For this, Altus delivers ready-made, immediately usable reports that, through the integration of Altus with Microsoft Project, Microsoft Planner Basic plans and Microsoft Planner Premium plans, Azure DevOps, and Jira, enable unified controlling. Below is a selection of the included reports:
Strategy controlling with Power BI
Overview of the value contribution of all projects to the strategic goals, organized by strategic themes.
Innovation controlling with Power BI
The Challenge Dashboard displays the challenges, or problem spaces, that the company wants to solve, organized by strategic goals. The strategic goals themselves are bundled into themes
Overview of all ideas for mastering the defined challenges in the best possible way.
Portfolio controlling with Power BI
Overview of submitted project proposals
Funnel of new project proposals and projects, displayed by project lifecycle, phase, and approval stage
Overall view of all portfolios, including the IT portfolio (projects and agile initiatives)
Program controlling with Power BI
Program overview for cost controlling and schedule controlling with Power BI
Project controlling with Power BI: project overview with KPIs and milestone overview
Overview of all ongoing projects from Microsoft Project, Planner Basic, Planner Premium, Azure Boards, Azure DevOps, and Jira, including KPIs. These are integrated by Altus out of the box and can be displayed in a single overview.
Overview of all milestones, e.g. filtered by department or project manager
Change requests and RFCs
A cockpit for your own tasks with Power BI
An overview of your personal work backlog containing all tasks from Microsoft Project, Microsoft Planner, Microsoft Planner Premium, Azure DevOps, and Atlassian Jira. In addition, there are complementary overviews of all deliverables, issues, risks, decisions, change requests, and lessons learned.

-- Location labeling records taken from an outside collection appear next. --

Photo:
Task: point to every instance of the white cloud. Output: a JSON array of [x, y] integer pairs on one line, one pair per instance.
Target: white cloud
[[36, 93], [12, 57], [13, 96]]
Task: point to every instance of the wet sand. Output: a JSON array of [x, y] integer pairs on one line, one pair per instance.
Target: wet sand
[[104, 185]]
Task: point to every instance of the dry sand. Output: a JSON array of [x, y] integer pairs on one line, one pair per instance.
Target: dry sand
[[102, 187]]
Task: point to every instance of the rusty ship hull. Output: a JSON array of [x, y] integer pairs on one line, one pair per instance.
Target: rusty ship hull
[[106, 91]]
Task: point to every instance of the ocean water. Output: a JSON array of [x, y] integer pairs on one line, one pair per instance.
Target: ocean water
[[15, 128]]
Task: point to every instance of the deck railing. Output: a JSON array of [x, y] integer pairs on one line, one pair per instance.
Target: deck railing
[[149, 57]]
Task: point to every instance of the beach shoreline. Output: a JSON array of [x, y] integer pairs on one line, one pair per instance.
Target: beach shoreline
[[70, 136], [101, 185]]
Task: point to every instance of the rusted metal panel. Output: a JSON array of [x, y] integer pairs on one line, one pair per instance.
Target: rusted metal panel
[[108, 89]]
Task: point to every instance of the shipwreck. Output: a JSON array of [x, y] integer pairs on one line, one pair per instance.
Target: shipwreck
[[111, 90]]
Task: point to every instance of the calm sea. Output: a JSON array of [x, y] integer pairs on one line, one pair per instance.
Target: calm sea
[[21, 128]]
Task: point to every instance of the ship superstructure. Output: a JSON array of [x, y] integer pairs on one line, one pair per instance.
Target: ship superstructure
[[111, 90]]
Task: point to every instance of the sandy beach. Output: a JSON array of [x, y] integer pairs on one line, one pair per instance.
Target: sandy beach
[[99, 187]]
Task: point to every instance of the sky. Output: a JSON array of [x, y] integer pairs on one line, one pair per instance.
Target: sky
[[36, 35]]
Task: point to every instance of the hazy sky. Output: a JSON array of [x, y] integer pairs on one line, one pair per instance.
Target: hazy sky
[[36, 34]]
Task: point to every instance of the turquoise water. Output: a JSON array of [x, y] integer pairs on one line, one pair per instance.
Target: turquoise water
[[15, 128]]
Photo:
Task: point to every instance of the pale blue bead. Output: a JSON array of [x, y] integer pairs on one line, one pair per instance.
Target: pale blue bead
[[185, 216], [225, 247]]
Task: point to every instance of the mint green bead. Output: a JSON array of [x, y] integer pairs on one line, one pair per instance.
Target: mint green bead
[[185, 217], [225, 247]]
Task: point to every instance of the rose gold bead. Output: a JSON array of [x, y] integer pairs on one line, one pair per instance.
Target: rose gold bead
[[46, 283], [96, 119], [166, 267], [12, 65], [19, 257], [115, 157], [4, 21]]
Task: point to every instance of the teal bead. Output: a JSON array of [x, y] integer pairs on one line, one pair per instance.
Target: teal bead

How can I create a cross-project analysis of all tasks from Microsoft Planner?
Microsoft Planner Basic plans store their data in the Planner app of Microsoft 365 and do not provide a data source for building Power BI reports by default. Planner Premium plans store their data in Dataverse. Dataverse can easily be used as a data source for Power BI. With Altus, you can analyze the data from Planner Basic and Planner Premium together.
Extend your reports and add further data sources from your organization.
Power BI gives you the option to choose from a wide range of connectors and to connect additional data sources from your organization without deep programming experience.

Databases such as SQL Server, Oracle databases, or SAP HANA databases can be connected.

Connectors for online services such as Salesforce or Google Analytics are also available.
This is just a selection of the connectors available in Power BI that enable you to access your data without major programming skills.